Wednesday May 11 8pm
Inaugural conference
Palais des Beaux Arts, Brussels
Sylvere Lotringer (Professor, University of Columbia, New York City) : Nietzsche à Las Vegas
Thursday May 12
09:00 Welcome address
09:15 Introduction
9:45 François Cusset (Professeur, Université de Paris Ouest Nanterre) : Raisons de l'art et folie de la théorie.
10:30 Erik Verhagen (Maître de conférence, Université de Valenciennes) : De la mort de l'auteur à la naissance du lecteur.

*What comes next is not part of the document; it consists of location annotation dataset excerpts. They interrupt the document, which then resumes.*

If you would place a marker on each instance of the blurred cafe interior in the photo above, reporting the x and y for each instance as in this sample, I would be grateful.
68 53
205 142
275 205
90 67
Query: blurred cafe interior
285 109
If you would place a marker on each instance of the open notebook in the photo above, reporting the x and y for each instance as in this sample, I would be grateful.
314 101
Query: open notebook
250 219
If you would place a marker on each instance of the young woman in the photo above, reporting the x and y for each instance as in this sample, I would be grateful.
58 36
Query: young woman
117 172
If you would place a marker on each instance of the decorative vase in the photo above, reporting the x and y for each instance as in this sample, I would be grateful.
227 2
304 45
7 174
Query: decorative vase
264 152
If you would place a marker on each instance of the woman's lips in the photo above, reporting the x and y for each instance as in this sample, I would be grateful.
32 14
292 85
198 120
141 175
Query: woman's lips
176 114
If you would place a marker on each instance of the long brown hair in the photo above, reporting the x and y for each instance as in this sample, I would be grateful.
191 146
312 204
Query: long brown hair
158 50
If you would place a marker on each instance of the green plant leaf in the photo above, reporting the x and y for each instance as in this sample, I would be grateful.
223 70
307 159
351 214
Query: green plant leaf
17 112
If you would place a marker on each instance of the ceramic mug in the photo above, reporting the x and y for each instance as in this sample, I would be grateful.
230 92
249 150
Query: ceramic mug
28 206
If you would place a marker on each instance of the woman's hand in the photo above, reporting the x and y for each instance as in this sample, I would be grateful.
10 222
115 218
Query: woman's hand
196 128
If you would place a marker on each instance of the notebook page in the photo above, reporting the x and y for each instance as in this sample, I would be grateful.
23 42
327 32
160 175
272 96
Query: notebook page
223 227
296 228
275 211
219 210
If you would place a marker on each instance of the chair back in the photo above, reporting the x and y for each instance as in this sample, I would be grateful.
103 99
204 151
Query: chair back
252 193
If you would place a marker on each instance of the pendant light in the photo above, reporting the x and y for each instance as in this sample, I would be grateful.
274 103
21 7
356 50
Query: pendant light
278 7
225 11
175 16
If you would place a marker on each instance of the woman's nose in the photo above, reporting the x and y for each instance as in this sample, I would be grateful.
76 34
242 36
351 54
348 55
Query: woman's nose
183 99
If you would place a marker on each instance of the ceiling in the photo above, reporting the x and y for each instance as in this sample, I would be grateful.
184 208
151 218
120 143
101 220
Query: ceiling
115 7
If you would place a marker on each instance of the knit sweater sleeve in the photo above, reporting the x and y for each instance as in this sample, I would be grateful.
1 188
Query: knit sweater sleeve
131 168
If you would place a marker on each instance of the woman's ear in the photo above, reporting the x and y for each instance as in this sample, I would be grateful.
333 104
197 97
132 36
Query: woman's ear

Une perspective conceptuelle.
11:15 Break
11:45 Larisa Dryansky (Chargée de cours, ENSAD, Paris) : Post-minimalisme et phénoménologie sartrienne : les cas de Mel Bochner et Dan Graham.
12:30 Lunch
14:00 Katia Schneller (Professeur, Ecole supérieure d'art de Grenoble) : Développer une "activité structuraliste" dans le domaine artistique, un moyen de décloisonner les catégories traditionnelles.
14:45 Stephen Melville (Professor, The Ohio State University) : Minimalism and the Fate of "Theory".
15:30 Break
16:00 Peter Osborne (Professor, Kingston University, London) : October and the Problem of Formalism.
Friday May 13
09:00 Welcome address
09:15 Introduction
9:45 Jean Michel Rabaté (Professor, Pennsylvania University, Philadelphia): Rire avec la Méduse : Cixous, Horn, Spero et Schneeman
10:30 Rachel Haidu (Associate Professor, University of Rochester, New York) : Le système des objets : film, feminism and the domestication of the sign.
11:15 Break
11:45 Kassandra Nakas (Assistant professor, University Of Arts, Berlin) : "Simulationism" and its Discontents : Peter Halley reading Baudrillard.
12:30 Lunch
14:00 Benjamin Greenman (Lecturer, Glasgow School of Art & Open University in Scotland) : Blanchot, Tel Quel and the formation of a Sadean aesthetic in the work of Vito Acconci.
14:45 Philip Armstrong (Associate Professor, The Ohio State University) : (Imp)possibilities : Receptions of Lacoue-Labarthe.
15:30 Break
16:00 John Rajchman (Professor, Columbia University, New York) : A New York Story : How to do the history of theory in the visual arts today.
Saturday May 14
09:00 Welcome address
09:15 Introduction
09:45 Roundtable with : Victor Burgin, Emeritus Professor, University of California, Santa Cruz ; Laura Mulvey, Professor, Birbeck University, London; Alexander Streitberger, Professeur, Université Catholique de Louvain ; Hilde Van Gelder, Professor, Katholieke Universiteit Leuven.